A Broadband 22–31-GHz Bidirectional Image-Reject Up/Down Converter Module in 28-nm CMOS for 5G Communications

This article presents a $Ka$ -band bidirectional transceiver front end and its integration in an image-reject up/down converter module in 28-nm bulk CMOS. In the radio frequency (RF) front end, a transformer-based transmit/receive (T/R) switch is exploited for minimum area occupation without affecting the linearity and the isolation between the transmitter (TX) and receiver (RX) paths. The TX front end shows 19-dB power gain with an output-referred ${\mathrm{ OP}}_{\mathrm{ 1\,dB}}$ of 14 dBm and 18.7% power-added efficiency (PAE). Tested with a 100-MHz 64-QAM orthogonal frequency-division multiplexing (OFDM) modulated input signal, the error vector magnitude (EVM) is below 5% up to an average output power of 6.6 dBm, with a corresponding 7% PAE. The RX in the front end features a minimum noise figure (NF) of 4.9 dB, with 17-dB power gain. The measured input IP3 is –9.2 dBm, while the power consumption is only 35 mW. The RF bandwidth is 22–31 GHz, wide enough to cover the fifth-generation (5G) new radio (NR) bands n257, n258, and n261. The RF front end is also monolithically integrated along with a broadband bidirectional frequency up/down converter, capable of translating the 5G modulated signal from/to a 3-GHz intermediate frequency (IF). The up/down converter is realized with a single bidirectional quadrature mixer shared between the TX and RX paths.

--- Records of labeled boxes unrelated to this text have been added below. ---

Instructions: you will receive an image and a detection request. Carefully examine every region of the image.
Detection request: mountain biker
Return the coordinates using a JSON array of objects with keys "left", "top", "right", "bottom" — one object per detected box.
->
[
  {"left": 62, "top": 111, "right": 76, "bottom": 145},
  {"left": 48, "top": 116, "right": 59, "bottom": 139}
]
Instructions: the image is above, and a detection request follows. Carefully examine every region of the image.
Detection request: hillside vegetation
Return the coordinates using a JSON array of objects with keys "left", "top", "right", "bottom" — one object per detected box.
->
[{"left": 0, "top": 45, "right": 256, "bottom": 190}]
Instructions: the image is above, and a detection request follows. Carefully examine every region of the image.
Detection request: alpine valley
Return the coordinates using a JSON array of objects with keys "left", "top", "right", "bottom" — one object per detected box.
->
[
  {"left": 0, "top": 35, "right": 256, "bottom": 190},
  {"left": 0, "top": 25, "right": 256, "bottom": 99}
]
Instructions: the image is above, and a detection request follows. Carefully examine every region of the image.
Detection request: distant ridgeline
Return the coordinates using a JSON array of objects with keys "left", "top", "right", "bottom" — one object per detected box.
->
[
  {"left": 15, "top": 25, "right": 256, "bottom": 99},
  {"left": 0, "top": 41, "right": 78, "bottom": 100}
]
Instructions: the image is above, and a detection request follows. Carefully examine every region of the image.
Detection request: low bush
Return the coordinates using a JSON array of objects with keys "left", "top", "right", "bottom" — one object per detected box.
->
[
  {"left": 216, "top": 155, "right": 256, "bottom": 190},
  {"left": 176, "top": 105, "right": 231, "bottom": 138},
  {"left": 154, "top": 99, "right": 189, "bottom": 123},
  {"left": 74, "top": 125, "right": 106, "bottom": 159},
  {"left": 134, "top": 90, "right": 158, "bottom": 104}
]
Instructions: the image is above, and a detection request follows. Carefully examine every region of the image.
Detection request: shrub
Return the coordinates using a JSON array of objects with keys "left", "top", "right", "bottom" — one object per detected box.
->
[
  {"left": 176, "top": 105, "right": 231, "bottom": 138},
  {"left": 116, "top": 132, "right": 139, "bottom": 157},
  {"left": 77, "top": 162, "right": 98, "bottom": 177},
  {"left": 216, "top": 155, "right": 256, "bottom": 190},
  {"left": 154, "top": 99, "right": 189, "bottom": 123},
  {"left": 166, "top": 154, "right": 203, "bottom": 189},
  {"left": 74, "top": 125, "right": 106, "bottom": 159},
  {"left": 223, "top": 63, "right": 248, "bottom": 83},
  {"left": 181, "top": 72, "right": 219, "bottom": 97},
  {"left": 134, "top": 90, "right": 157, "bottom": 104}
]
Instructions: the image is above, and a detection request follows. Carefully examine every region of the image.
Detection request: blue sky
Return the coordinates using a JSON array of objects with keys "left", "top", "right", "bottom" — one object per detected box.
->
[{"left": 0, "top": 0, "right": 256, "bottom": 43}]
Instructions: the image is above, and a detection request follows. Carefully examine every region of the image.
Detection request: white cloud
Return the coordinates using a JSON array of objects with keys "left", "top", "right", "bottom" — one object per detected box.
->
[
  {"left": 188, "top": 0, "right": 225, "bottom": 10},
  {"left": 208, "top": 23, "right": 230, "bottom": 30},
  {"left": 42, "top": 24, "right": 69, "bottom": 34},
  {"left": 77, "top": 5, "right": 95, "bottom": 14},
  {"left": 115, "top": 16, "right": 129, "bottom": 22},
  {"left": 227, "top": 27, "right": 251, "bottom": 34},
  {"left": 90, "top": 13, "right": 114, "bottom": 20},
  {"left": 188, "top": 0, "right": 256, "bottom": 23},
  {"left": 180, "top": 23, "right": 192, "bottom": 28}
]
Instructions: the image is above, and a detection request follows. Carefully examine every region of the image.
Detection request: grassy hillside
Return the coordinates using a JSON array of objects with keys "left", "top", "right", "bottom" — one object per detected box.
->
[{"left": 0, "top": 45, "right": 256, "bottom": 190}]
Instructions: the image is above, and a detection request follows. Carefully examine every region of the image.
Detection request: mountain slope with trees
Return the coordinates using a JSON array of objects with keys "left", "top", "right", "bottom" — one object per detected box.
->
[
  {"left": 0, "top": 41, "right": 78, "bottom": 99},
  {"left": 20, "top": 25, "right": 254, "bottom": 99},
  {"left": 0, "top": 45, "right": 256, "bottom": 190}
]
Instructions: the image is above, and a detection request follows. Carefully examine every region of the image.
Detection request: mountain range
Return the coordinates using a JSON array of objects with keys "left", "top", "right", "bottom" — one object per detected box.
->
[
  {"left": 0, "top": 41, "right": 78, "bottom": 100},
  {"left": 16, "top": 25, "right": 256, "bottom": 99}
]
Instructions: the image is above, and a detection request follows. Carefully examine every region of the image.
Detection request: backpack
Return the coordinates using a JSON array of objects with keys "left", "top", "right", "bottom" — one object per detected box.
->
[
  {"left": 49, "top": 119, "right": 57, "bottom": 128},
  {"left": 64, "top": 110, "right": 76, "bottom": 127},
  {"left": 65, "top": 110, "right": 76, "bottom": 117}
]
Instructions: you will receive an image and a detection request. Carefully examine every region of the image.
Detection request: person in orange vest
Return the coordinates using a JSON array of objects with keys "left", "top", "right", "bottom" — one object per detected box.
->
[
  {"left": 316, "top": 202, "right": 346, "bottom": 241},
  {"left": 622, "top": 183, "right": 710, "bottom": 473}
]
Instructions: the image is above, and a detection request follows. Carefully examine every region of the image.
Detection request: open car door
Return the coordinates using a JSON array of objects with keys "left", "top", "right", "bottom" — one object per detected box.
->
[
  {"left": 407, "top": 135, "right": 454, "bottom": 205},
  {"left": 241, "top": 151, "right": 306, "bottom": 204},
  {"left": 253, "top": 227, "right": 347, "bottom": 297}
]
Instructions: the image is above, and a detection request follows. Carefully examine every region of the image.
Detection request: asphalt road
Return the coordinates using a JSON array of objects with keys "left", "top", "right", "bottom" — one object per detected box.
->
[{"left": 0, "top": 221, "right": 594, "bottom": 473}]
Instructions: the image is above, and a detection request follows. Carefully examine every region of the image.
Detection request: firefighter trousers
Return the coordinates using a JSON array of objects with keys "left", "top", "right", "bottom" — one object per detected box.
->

At the IF, a single hybrid coupler is used for quadrature phase shifting in upconversion and recombination in downconversion while concurrently keeping the TX and RX IF paths isolated from each other. In the upconversion mode, the module features a 22-dB programmable conversion gain, with a 40-dB minimum in-band image rejection ratio (IRR). The downconversion path shows a 29-dB programmable conversion gain and a minimum measured NF and IRR of 8.5 and 30 dB, respectively, while consuming 110 mW.